Neben Schiffsbetrachtungen (ich kenne nur weniges, was vergleichbar entspannt) lese ich in einem alten Tagebuch. Zum Thema Schreiben vermerkte ich dort am 27. Juni 2010: „… am Text gearbeitet, erhebliche Zweifel. Ich muss das einfach locker sehen, damit aufhören, anzunehmen, es könnte etwas mit Literatur zu tun haben.“

Samstag: „Lust auf Friedrichstraße“, verkünden über ebendieser aufgehängte Transparente. Lust auf ein Glas Wein verspürten wir am späteren Abend nach dem Essen und suchten das dortige Weinlokal auf, wo wir im Außenbereich einen freien Tisch fanden. Doch wurde der Geliebte vom Personal mit deutlichen Worten des Platzes verwiesen, da er noch an den Resten eines zuvor gekauften Eises knabberte („schließlich bieten wir hier aus Speisen an“, so die Begründung).
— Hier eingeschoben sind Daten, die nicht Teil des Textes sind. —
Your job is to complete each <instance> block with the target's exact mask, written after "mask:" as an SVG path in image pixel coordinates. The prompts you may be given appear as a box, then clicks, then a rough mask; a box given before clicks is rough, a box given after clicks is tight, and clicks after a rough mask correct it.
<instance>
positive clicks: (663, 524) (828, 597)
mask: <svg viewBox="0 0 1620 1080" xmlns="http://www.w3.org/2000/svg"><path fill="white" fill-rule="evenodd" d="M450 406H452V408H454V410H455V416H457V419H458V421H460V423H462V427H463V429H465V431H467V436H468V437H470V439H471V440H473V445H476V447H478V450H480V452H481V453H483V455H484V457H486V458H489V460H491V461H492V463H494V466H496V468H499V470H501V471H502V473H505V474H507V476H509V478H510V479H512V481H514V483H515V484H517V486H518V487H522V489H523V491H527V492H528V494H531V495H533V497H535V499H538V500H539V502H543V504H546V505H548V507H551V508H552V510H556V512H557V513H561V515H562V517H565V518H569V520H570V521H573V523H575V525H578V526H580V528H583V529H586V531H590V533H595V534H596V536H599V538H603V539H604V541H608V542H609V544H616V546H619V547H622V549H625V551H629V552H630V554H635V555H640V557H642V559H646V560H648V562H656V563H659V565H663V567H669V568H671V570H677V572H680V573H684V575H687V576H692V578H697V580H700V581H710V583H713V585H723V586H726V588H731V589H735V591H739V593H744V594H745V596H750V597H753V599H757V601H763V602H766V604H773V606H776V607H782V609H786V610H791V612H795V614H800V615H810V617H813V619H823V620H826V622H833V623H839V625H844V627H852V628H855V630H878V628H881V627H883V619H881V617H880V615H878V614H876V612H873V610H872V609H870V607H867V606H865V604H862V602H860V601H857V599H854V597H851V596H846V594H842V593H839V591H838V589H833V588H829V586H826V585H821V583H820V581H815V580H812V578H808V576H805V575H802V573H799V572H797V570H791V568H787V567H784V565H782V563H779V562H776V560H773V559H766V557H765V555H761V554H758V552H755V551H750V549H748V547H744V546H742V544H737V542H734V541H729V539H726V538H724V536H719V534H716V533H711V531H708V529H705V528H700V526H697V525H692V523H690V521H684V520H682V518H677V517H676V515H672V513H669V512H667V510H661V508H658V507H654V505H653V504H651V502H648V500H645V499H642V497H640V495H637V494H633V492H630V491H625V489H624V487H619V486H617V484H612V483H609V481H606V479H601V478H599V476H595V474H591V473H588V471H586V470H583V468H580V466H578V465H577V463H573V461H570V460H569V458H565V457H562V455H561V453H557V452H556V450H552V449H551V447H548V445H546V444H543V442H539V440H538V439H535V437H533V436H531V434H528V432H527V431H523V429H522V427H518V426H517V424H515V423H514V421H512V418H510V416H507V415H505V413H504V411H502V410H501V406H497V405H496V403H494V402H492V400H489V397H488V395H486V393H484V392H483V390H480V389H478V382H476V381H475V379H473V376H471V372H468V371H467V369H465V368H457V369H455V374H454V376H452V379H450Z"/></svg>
Daraufhin entsannen wir uns der heimischen Weinvorräte und nahmen die Gastfreundschaft des Lokales nicht länger in Anspruch.

Sonntag: Siebenunddreißig Prozent der Befragten lehnen die Zulassung dieser neuen, derzeit aufmerksamkeitsumtosten Elektoroller ab, steht in der Sonntagszeitung. Ich habe nichts gegen die Dinger, außer dass ich sie vielleicht etwas albern und überflüssig finde. Ausleihen werde ich mir wohl keinen, ich wüsste nicht, wozu.